All models in this work are implemented with PyTorch or JAX backends. To ensure reproducibility, we containerize the environment setup with Dockerfiles specifying CUDA, NCCL, and model-specific dependencies.
We adopt the official JAX implementation from Google DeepMind, but find that significant debugging and reimplementation of the training pipeline are required. In particular, we replace the Colab-based demonstration with a full Python script, add explicit gradient all-reduce, checkpointing with optimizer state, and support for multi-node training.
Aurora is based on the official Microsoft implementation and ESFM. ESFM includes a re-implementation of the training loop in PyTorch Lightning and a new stateful dataloader to enable flexible checkpointing and reliable resumption.
Pangu relies on a PyTorch reimplementation (pangu-pytorch), with its earlier pseudo-code version (Pangu-Weather) consulted but not sufficient for reproducibility. To ensure experimental consistency, we use the same stateful dataloader as Aurora that supports mid-epoch resumption, alongside modifications for distributed training.
SFNO is reproduced using NVIDIA's Makani repository; although the base implementation is stable, we re-implement its dataloader in PyTorch to ensure statefulness and consistency with the other models.
AIFS is provided in Anemoi package from ECMWF.
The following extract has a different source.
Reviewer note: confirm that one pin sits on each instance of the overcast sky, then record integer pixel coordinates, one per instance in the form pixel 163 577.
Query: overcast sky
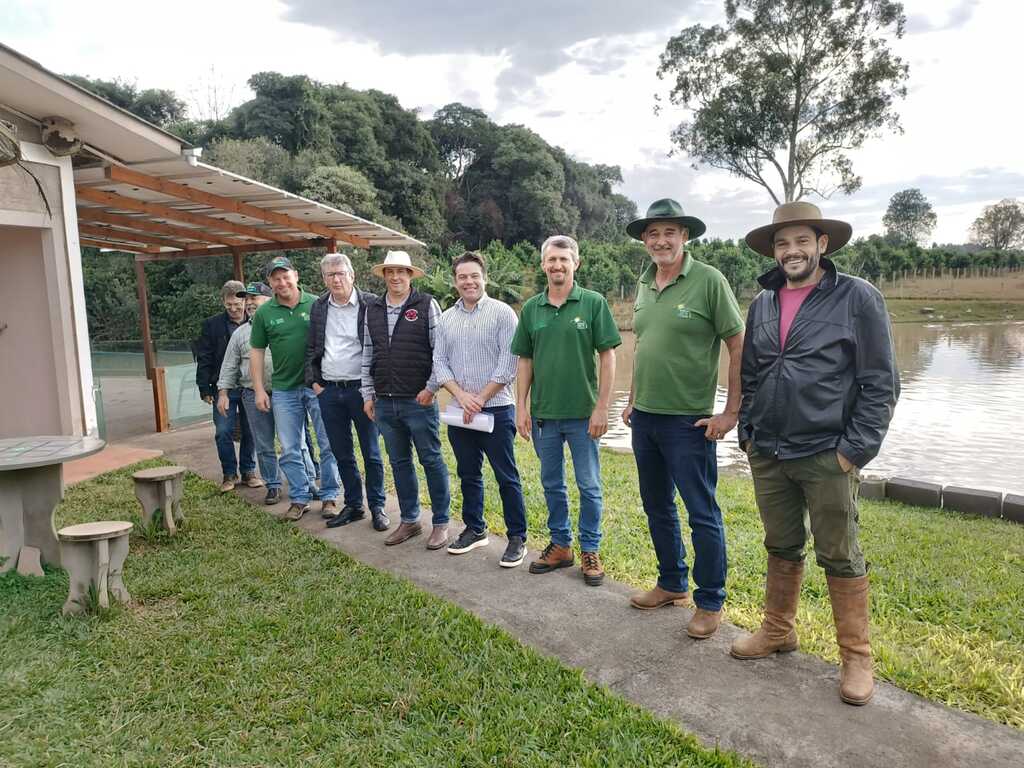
pixel 581 73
We developed a unified data pipeline across all models using ERA5 reanalysis data in Zarr format. Following WeatherBench conventions, we use a 6-hour timestep and restrict the training set to the 0, 6, 12, and 18 UTC hours of each day. This choice balances temporal coverage with computational feasibility while ensuring comparability across models.
Checkpointing is implemented in all models to save both parameters and optimizer states at regular intervals. All PyTorch-based models (Aurora, AIFS, Pangu, SFNO) require custom stateful dataloaders or saving the index of used data batches to support reliable checkpointing, while GraphCast's JAX pipeline demands a full reimplementation of training to achieve consistent multi-node behavior.
To explore scaling behavior, models are modified in width and depth, while holding other factors constant:
- GraphCast: We vary latent size and message-passing steps.
- Aurora: We systematically adjust width and depth for every layer in the encoder and decoder of the Swin Transformer backbone.
- Pangu: We modify width and depth within the constraints of the official implementation, which splits surface and upper-air variables.
- SFNO: We change the embedding dimension and number of operator layers.
- AIFS: We vary the latent size as width, and the number of transformer blocks in the Transformer backbone as depth.